L’articolo contestato, intitolato “After-birth Abortion: Why Should the Baby Live?”, è stato pubblicato sul Journal of Medical Ethics a firma di Alberto Giubilini e Francesca Minerva.

“Chi conosce il dibattito bioetico - afferma una nota del Centro di Bioetica - sa che questa tesi non è affatto originale:  rappresenta una riproposizione, forse neanche troppo efficace, delle argomentazioni del bioeticista australiano Peter Singer, da sempre sostenitore della legittimità dell’aborto volontario e dell’infanticidio”.

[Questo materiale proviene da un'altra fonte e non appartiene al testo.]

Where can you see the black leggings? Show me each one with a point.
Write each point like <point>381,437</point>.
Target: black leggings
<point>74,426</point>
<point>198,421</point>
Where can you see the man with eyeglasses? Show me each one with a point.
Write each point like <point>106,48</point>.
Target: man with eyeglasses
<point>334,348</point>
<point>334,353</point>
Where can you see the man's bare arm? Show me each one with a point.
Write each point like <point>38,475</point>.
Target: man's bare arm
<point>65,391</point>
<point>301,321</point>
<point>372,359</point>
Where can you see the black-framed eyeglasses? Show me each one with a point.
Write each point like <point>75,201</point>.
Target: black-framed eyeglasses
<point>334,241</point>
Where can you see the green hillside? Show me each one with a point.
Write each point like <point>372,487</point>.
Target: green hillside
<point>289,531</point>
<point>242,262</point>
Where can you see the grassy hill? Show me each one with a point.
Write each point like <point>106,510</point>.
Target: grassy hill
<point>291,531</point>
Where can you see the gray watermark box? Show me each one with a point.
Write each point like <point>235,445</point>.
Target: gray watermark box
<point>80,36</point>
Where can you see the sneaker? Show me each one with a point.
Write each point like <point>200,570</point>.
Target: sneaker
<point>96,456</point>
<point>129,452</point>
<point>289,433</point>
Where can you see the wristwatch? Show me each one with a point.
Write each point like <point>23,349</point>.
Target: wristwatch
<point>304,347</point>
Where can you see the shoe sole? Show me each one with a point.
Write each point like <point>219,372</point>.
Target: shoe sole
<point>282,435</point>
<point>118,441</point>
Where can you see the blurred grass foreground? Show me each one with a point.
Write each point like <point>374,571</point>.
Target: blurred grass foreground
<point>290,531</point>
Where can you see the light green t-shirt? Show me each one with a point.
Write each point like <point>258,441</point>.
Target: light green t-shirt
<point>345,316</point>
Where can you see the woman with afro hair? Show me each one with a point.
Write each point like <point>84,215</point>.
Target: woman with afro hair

La tesi singeriana, ripresa dai due autori italiani, di fatto, “legittima l’infanticidio – prosegue il comunicato - perché i neonati, anche in assenza di una condizione patologica, non avrebbero alcun esplicito interesse a vivere e in questo loro limbo coscienziale non godrebbero nemmeno dello statuto di persona”.

Secondo quanto afferma l’istituto dell’Università Cattolica, ogni essere umano manifesta un “esplicito interesse alla vita”, già fin dal suo “primordiale sviluppo”. Quindi l’essere umano “si inscrive in questa condizione esistenziale per cui ognuno si qualifica come ‘figlio’ e non soltanto come puro insieme di organi interpretato dalle leggi della medicina e della biologia”.

Negare questa impostazione significa, secondo gli studiosi del Centro di Bioetica, significa “violare definitivamente la prospettiva etica, che non è mai puro bilanciamento di interessi, di costi e benefici”.

La prospettiva espressa dal Journal of Medic Ethics, oltre che “miope”, è anche “cinica”, poiché “legittima l’individualismo del più forte (l’adulto sano) che non ha alcun “interesse” allo sviluppo degli interessi di coloro che ha generato”, prosegue la nota del Centro di Bioetica.

Si tratterebbe, dunque, di una concezione “cosale” e “proprietaria” del generato a cui non si è più in grado di offrire quell’ospitalità che “abbiamo imparato a non negare a nessuno straniero”.

“Ad inquietare è, poi – prosegue la nota - il fatto che proprio il concetto di persona, divenuto nella cultura occidentale la via breve per riconoscere dignità e diritti a tutti gli uomini, finisca per essere utilizzato per legittimare sul piano teorico la più evidente violazione dei diritti dell’uomo”.

In conclusione, secondo il Centro di Bioetica, la sfida lanciata dalla rivista scientifica anglosassone diventa anche un fatto “politico”, poiché se non si è in grado “tutelare chi non è in grado di auto tutelarsi”, ne risulta minacciata la stessa “idea di democrazia così come l’abbiamo ricostruita dopo le violenze totalitarie”.

Anche in una “società liberale e pluralistica”, dunque, rimane necessario sanzionare giuridicamente, e non solo moralmente, determinate condotte che, di fatto, “minano le condizioni stesse della convivenza civile”, conclude poi la nota.